Figure 14 shows the F-measure values that represent the prediction accuracy of both algorithms, P-DPA and Markov-chain, using group-histories instead of self-histories with the subjects in the GPS dataset. From Fig. 14, we can see a significant drop in accuracy when using group-histories with the P-DPA algorithm. With the P-DPA algorithm and Group-Histories, the drop in F-measure values can be seen as follows: from 46.17 to 0 % with SUB-1, from 72.51 to 0 % with SUB-2, from 60.26 to 17.85 % with SUB-3, from 55.39 to 4.71 % with SUB-4, from 43.15 to 0 % with SUB-7, from 38.18 to 7.08 % with SUB-8, from 55.63 to 0 % with SUB-9, from 59.95 to 0 % with SUB-10, and from 45.52 to 35.15 % with SUB-12. In addition, with Markov-chain algorithms and Group-Histories, the significant drop in F-measure values was as follows: from 57.92 to 0 % with SUB-1, from 65.21 to 0 % with SUB-2, from 45.14 to 3.41 % with SUB-3, from 40.69 to 0 % with SUB-4, from 42.35 to 0 % with SUB-7, from 61.24 to 46.77 % with SUB-9, from 54.10 to 0 % with SUB-10, and from 44.15 to 1.12 % with SUB-12.
The results show that there is, in this case, greater value in predicting based on what the individual him/her-self did in the past rather than what other people might typically do.
Monday for monday vs. no preselected days
The P-DPA algorithm focuses on activities and trajectories that occurred on previous weekdays that are of the same day of the week as the current predicted weekday of a targeted individual. For example, if the current weekday is Monday, then, the P-DPA algorithm will focus on recorded trajectories that occurred on up to 2 years of all previous Mondays. Figures 9 and 12 show the good prediction accuracy that P-DPA managed to achieve when using this approach. In comparison, Figs. 15 and 16 show the significant drop in F-measure value when using recorded trajectories for up to 2 years of all previous days.
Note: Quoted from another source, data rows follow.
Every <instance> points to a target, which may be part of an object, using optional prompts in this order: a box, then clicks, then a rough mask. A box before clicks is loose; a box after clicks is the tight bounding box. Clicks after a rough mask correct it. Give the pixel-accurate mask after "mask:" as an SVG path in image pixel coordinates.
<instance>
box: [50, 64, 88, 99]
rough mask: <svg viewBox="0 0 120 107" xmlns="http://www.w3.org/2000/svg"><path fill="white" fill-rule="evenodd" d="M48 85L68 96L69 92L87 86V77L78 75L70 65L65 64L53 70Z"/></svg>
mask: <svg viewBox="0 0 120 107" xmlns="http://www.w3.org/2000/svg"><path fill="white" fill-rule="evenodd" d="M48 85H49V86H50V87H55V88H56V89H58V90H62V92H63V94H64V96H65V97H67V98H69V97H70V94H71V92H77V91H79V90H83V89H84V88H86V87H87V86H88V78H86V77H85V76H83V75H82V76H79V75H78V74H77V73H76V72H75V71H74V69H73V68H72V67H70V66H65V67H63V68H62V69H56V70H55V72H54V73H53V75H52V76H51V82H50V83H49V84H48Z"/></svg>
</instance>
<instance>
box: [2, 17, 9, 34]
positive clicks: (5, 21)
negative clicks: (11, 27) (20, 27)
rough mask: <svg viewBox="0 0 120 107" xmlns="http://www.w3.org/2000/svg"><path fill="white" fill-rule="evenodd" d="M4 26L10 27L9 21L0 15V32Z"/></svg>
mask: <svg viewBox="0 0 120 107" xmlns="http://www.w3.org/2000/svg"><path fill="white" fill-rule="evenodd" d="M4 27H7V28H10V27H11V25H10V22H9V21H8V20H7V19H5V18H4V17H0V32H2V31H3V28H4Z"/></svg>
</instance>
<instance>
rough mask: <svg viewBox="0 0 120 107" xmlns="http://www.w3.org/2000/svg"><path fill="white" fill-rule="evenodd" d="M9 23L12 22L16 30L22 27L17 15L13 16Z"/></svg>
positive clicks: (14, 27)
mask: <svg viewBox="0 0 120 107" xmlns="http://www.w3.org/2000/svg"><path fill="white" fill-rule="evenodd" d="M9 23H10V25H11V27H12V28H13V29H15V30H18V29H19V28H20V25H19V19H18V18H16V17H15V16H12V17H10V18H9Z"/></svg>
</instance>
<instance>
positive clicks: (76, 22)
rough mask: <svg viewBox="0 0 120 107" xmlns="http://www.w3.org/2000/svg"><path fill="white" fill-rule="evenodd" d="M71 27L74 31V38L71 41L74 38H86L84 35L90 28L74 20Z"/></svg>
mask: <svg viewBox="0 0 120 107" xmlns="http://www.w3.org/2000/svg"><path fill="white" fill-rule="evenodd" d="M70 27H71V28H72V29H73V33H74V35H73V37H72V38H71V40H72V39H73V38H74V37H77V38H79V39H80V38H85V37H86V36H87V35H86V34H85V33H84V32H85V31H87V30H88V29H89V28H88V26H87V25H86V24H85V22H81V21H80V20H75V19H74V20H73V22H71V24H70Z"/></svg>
With V-Mall dataset, there was a drop in F-measure value by 2.19 % with Client-S1, 15.96 % with Client-M4, 6.56 % with Client-M5 and 3.35 % with Client-F8, as shown in Fig. 15. With the GPS dataset, the drop in F-measure value was between 3.30 and 11.85 %, a drop by 4.36 % with SUB-1, 11.72 % with SUB-2, 7.71 % with SUB-3, 11.85 % with SUB-4, 3.30 % with SUB-7, 9.24 % with SUB-8, 4.10 % with SUB-9, 3.60 % with SUB-10 and 11.25 % with SUB-12, as shown in Fig. 16.
The results show that selecting histories of the same day of the week as the day whose D-trajectory is to be predicted helps, rather than simply using the history of all days.